Prior to 1972, emergency victims were carted from the scene in a funeral home hearse, recalled Don Fisher, who served as county commissioner from 1968 through 1974 and was instrumental in the growth of Delaware County EMS.

"You'd be lucky to get a blanket and a bag to throw up in," Fisher said of the pre-EMS days and transport by wagon. "They called it 'load and haul,' because that's really the only services the funeral homes were able to provide."

Farmer said the move toward modern emergency medical services was launched by a study released by the National Institute of Medicine in 1966 titled, "Accidental Death and Disability: The Neglected Disease of Modern Society."

"That report let people know that you were safer on the battlefields in Vietnam than on U.S. highways if you were in an accident," Farmer said.

Commissioners Dennis Stapleton and Ken O'Brien both praised the foresight of predecessors such as Fisher for establishing and funding (through the general fund) the Delaware County EMS.

"Today we are honoring the pioneers of this quality service," Stapleton said, "people who had the vision and the dedication to put this dynamic (EMS) model together."

From a single EMS station, two vehicles and 22 employees, Delaware County EMS has grown to 11 stations throughout the county, an administrative building, 15 vehicles and 140 employees.

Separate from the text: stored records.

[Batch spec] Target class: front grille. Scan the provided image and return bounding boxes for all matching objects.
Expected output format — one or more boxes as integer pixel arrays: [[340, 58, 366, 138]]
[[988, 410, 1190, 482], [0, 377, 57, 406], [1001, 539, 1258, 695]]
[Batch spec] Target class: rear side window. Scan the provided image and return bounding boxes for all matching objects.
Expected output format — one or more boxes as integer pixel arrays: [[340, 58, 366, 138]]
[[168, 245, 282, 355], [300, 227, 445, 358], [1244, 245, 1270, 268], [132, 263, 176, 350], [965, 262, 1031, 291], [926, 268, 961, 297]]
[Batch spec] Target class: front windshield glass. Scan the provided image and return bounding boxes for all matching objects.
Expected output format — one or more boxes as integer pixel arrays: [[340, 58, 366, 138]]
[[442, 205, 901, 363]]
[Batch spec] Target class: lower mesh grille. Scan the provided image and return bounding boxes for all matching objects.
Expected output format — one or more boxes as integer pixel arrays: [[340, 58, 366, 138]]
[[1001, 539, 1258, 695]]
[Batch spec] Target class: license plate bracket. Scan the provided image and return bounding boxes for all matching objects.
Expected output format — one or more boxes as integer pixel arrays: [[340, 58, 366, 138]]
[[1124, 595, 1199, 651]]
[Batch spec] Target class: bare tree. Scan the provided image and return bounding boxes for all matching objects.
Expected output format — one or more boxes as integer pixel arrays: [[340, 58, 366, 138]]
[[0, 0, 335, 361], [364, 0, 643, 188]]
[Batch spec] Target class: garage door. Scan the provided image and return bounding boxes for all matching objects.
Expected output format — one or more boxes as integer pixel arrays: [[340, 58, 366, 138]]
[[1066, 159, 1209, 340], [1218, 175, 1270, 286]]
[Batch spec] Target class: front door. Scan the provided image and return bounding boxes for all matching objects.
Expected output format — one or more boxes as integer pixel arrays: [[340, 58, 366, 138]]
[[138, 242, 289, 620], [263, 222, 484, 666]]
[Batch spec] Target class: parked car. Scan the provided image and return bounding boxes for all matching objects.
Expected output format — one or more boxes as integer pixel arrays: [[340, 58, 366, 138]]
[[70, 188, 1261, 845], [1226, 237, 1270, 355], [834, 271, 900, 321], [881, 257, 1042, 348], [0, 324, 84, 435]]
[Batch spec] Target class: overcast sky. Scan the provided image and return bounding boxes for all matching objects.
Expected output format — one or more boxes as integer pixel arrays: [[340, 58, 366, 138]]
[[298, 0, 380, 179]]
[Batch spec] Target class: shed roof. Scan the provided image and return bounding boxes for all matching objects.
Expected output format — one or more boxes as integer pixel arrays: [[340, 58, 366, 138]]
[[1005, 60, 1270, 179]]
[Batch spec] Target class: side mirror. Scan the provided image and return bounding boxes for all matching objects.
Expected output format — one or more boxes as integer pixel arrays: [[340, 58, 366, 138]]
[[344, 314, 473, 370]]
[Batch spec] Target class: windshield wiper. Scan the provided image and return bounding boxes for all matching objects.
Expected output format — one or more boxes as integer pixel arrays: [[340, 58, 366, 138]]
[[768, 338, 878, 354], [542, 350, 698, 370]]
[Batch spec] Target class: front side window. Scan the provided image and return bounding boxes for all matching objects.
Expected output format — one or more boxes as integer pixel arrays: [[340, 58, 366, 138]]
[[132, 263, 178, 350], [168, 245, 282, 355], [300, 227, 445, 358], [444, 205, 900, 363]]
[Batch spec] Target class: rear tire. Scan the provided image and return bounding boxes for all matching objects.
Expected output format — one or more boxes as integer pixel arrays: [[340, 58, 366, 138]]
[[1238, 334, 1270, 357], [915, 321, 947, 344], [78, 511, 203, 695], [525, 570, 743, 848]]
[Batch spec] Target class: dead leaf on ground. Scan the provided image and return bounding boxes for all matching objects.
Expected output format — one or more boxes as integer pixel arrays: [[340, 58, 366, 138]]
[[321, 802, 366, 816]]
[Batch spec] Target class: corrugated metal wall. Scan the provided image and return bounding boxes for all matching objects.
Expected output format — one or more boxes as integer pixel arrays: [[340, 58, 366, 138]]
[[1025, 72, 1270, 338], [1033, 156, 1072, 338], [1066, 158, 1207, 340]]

The stations have been established on a geographic model (rather than a model based on population) in order to lower response times in every corner of the 459 square miles of the county.

"I am pleased at the coverage offered by Delaware County EMS," O'Brien said. "With 10 locations, we truly do serve the entire county. If a farmer is hurt in Radnor, we are there within minutes; if a driver wrecks his car in Orange Township at the same time, we are there within minutes.

"We employ highly qualified professionals who are trained to offer the same great care throughout Delaware County."

Delaware County EMS responds to more than 6,000 emergency calls every year, according to information from the service.

Farmer, who became chief in 2004, said the advancements in EMS training and technology have been astounding over the past 40 years.

"It's not like Johnny and Roy in that old show 'Emergency!' having to call Rampart Hospital and tell them what they were dealing with," Farmer said. "We go on runs with something like 45 different drugs we can administer. We can hook a heart attack patient up to an EKG and interpret the results. We walk straight through the ER without stopping and when we get to the cardiac unit, the doctor is already looking at the patient's EKG."

All of which has led to markedly better outcomes: "You used to have what you'd call a 'cardiac cripple.' They'd be in rehab maybe for the rest of their lives," Farmer said. "Now heart attack patients are walking out of hospitals in two or three days and going back to their daily routines."

Said Stapleton: "You guys don't have a career like I have a career as a county commissioner. I come to work. You guys have a passion."